I pomodorini ideali sono i marzanini, che sono dolcissimi, ma vanno benissimo i classici datterini o i ciliegini (ma anche i pomodori ramati purchè ben maturi e con pochi semi)
Cosa serve:
300 g pomodorini marzanini siciliani
30 g pecorino dolce siciliano grattugiato
35 g mandorle pelate
35 g mandorle sgusciate
una dozzina di foglie di basilico fresco
2 spicchi aglio delicato (preferibilmente rosso)

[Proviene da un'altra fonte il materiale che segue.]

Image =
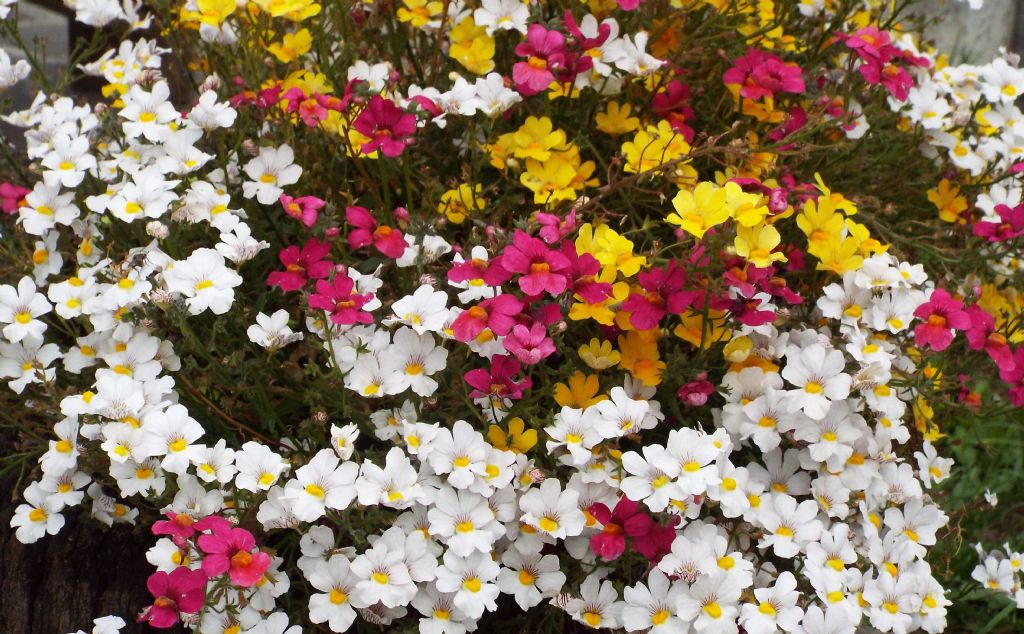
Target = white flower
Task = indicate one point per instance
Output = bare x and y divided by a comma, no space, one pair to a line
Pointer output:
529,577
598,604
471,579
394,485
205,281
272,331
463,521
336,584
818,375
553,511
425,310
40,515
146,113
652,607
269,171
258,467
322,484
19,309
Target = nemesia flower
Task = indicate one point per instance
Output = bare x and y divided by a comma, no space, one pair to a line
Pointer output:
231,550
181,591
387,126
301,265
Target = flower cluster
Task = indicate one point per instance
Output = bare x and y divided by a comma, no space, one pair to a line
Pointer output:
492,306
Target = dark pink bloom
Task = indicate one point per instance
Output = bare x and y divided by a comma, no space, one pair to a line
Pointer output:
304,209
628,519
338,298
982,336
390,242
541,269
300,266
178,526
545,53
760,74
941,314
498,313
388,127
1011,225
181,590
232,551
498,382
664,292
530,344
695,393
11,197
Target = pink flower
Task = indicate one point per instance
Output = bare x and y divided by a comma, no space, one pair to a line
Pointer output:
11,197
497,313
1012,224
337,298
529,345
304,209
982,336
664,292
942,314
540,268
181,590
300,266
231,550
388,127
179,526
388,241
627,519
695,393
545,52
498,382
760,74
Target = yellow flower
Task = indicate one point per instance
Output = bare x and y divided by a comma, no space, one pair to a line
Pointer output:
947,200
214,12
700,209
700,333
615,119
640,357
599,354
293,46
610,249
472,47
757,244
580,392
458,203
420,12
536,138
518,439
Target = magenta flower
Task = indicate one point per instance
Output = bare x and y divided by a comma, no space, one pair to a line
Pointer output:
300,266
388,241
232,551
541,269
498,382
941,314
1010,227
181,590
498,314
760,74
10,197
627,519
545,52
337,298
529,345
388,127
304,209
664,292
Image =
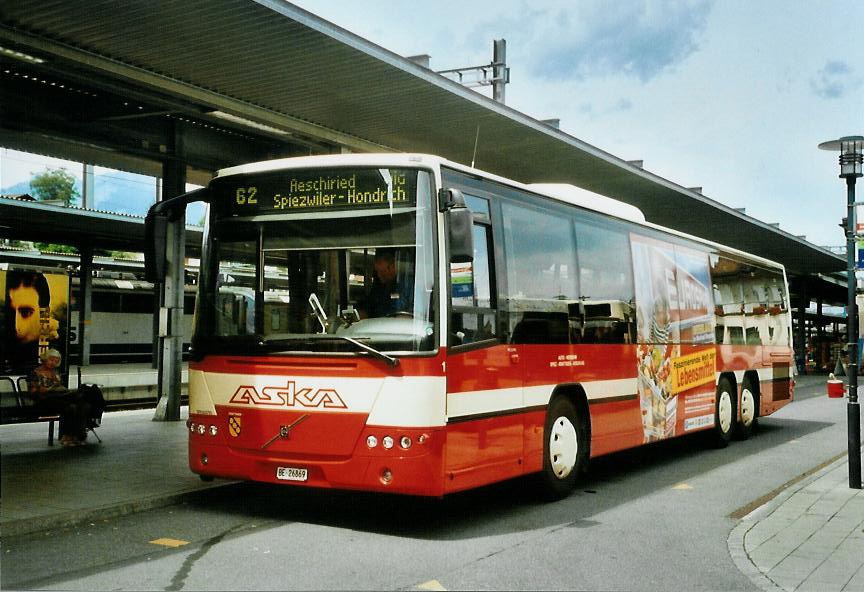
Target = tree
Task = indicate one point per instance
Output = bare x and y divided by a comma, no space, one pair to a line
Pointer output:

qualche granello di sale grosso
olio evo dolce q.b (preferibilmente siciliano)
Mettere nel robot da cucina le mandorle, l'aglio e il sale (poco, alla fine assaggiare e regolare la dose, dipende dalla sapidità del formaggio), azionare pochi istanti, unire poi i pomodorini tagliati a metà, il basilico, il pecorino grattugiato e circa mezzo bicchiere d'olio dolce extra vergine, azionare di nuovo qualche istante per ottenere un pesto grossolano; travasare in una ciotola ed unire a filo ancora olio, sempre mescolando per farlo incorporare, fino ad ottenere la densità voluta.